Major depressive disorder (MDD) remains a chronic condition for many individuals, many of whom take multiple medications. Studies have shown that despite a range of pharmacotherapies, only two-thirds of patients taking multimodal treatments —including antidepressants, electroconvulsive therapy, and psychotherapy — achieve remission, and recurrence is commonly reported in up to 50% of patients within 1 year.1 The fragile state of remission in these patients has driven the investigation of therapies that can help prevent relapse and maintain long-term mood stability.

Clinical Experience With Repetitive Transcranial Magnetic Stimulation

The maintenance effects of repetitive transcranial magnetic stimulation (rTMS), a technology designed to modulate cortical excitability, are currently being investigated. “The potential is very exciting since rTMS has the potential to translate what we are learning about the neural circuit basis of depression and other disorders into circuit-guided treatments,” reported Sarah Hollingsworth Lisanby, MD, director of the translational research division at the National Institute of Mental Health (NIMH) in Bethesda, Maryland, in an interview with Psychiatry Advisor. Prior to her 2015 appointment, Dr Lisanby founded the division of brain stimulation at Columbia University, New York, and led the division of brain stimulation and therapeutic modulation at Duke University in Durham, North Carolina. “Patients often seek TMS when other treatments have failed, so often they are chronic and treatment-resistant. TMS has shown some efficacy in patients who have failed to respond to other treatments,” she said.

A good body of evidence has demonstrated the safety and efficacy of rTMS for the treatment of acute depressive symptoms,2,3 and a 2015 meta-analysis by Berlim, et al4  also reported that low frequency rTMS was superior to sham therapy for inducing remission from depression. Repetitive TMS is a noninvasive therapy that delivers electromagnetic pulses through a coil to electrodes attached to the scalp. “It is accepted by the American Psychiatric Association and the US Food and Drug Administration [FDA] as a mainstream treatment for depression,” Dr. Lisanby explained. “The FDA label describes the approved treatment parameters. Further research is needed to inform how to personalize the treatment parameters for each patient. NIMH-sponsored studies currently underway are addressing this question by using imaging and physiology to examine how rTMS works and to inform how to select patients most likely to respond to various treatment parameters.” She added that insurance coverage sometimes represents a barrier, although this is changing.

Parameters for Maintenance Therapy

According to Dr. Lisanby, clinical experience suggests that rTMS may have a place in maintenance therapy for depression, although an evidence gap still exists regarding how to best implement therapy. “NIMH supported studies are currently examining mechanisms of action, biomarkers and best methods to select patients most likely to respond, and how best to administer the therapy,” she said.

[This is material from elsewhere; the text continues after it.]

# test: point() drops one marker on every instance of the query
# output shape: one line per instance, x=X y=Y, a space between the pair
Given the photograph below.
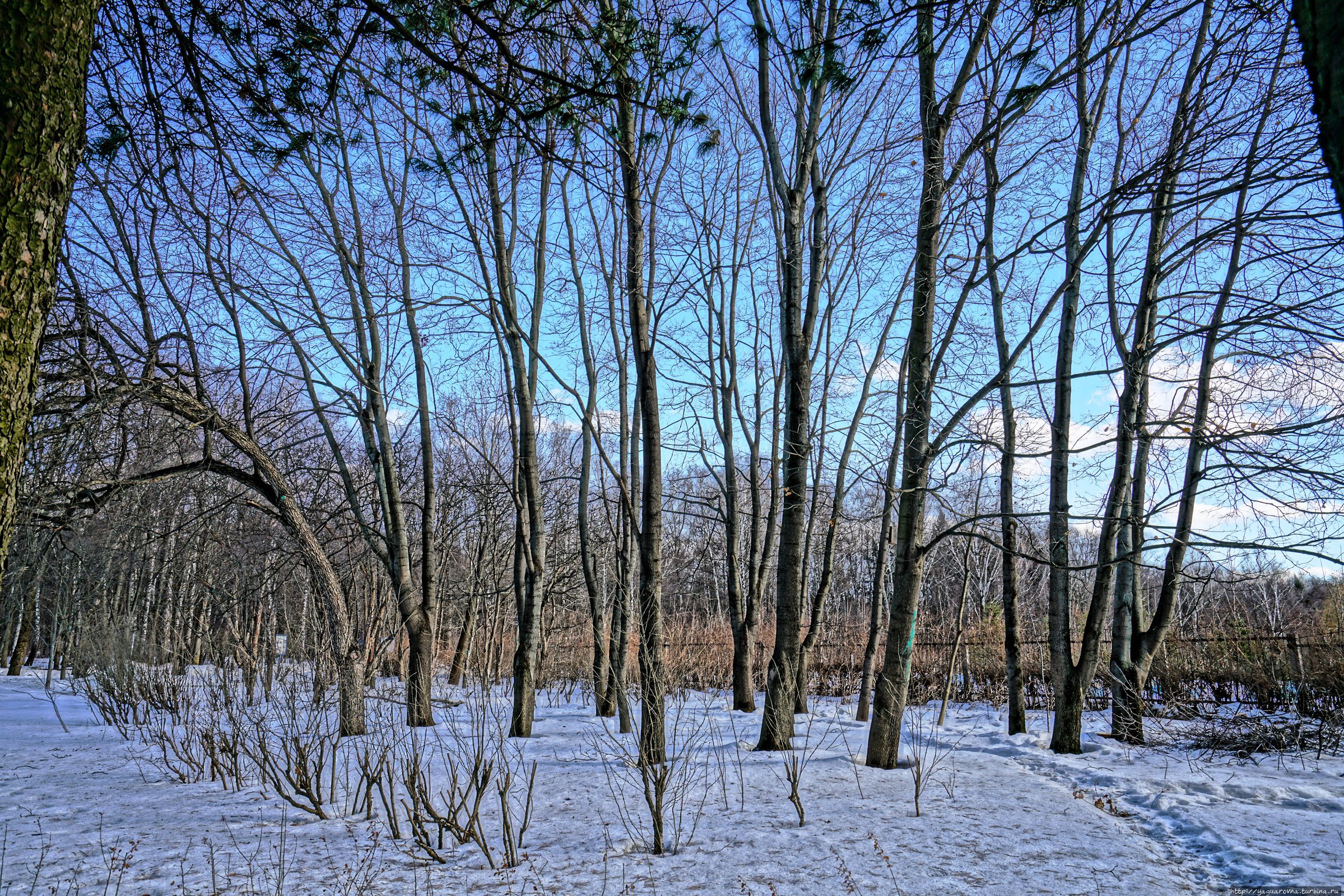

The effects of rTMS treatment on the brain are determined by several parameters, including intensity, pulse frequency, train duration, inter-train interval, pulse per session quantity, and shape and location of the coil, and the optimal settings for maintenance of remission in depression have not been identified.3

According to a new set of recommendations compiled by a consensus panel and published in early 2018,3 treatment intensity should be decided according to the level of cortical excitability. Coil placement over the left dorsolateral prefrontal cortex (DLPFC) for administration of high-frequency stimulation (10 Hz) delivered using the Brainsway Deep TMS-H1 coil has been the standard in clinical trials.3. A 2010 study by Dr. Lisanby and colleagues used a figure 8 coil set over the right DLPFC with low-frequency pulses of 1 Hz, which also demonstrated efficacy in depression.5 Use of other frequencies, coil types, and placements is considered less safe. Optimal safety is also best maintained by the combination of short pulse periods followed by long pulse-free intervals.

Sessions usually last approximately 30 to 40 minutes with an initial course of 20 to 30 sessions over a 6-week period. Efficacy in depression may begin to manifest within 2 to 3 weeks; however, current recommendations are to continue treatment for the full 6-week course.3

A 2017 meta-analysis by Fady Rachid1 that found that patients may benefit from application of rTMS as maintenance therapy following other therapies for acute bipolar or unipolar depression once a successful rTMS course has been established. In the absence of clear parameters for rTMS maintenance therapy, Dr Rachid offered alternative recommendations of a tapered protocol in which the initial treatment begins with 4 times for the first week, tapered to 3 times for week 2 and 1 to 2 times for the next 2 weeks.1 If this shows efficacy, rTMS could be continued once every 2 to 3 weeks for months to years, she concluded.

Maintenance therapy is an important component of treatment in chronic bipolar and unipolar depression to reduce the risk for relapse or remission, and rTMS appears to have a potential role in maintenance therapy in patients who have had successful prior acute treatment with or without rTMS and in patients with treatment-resistant depression.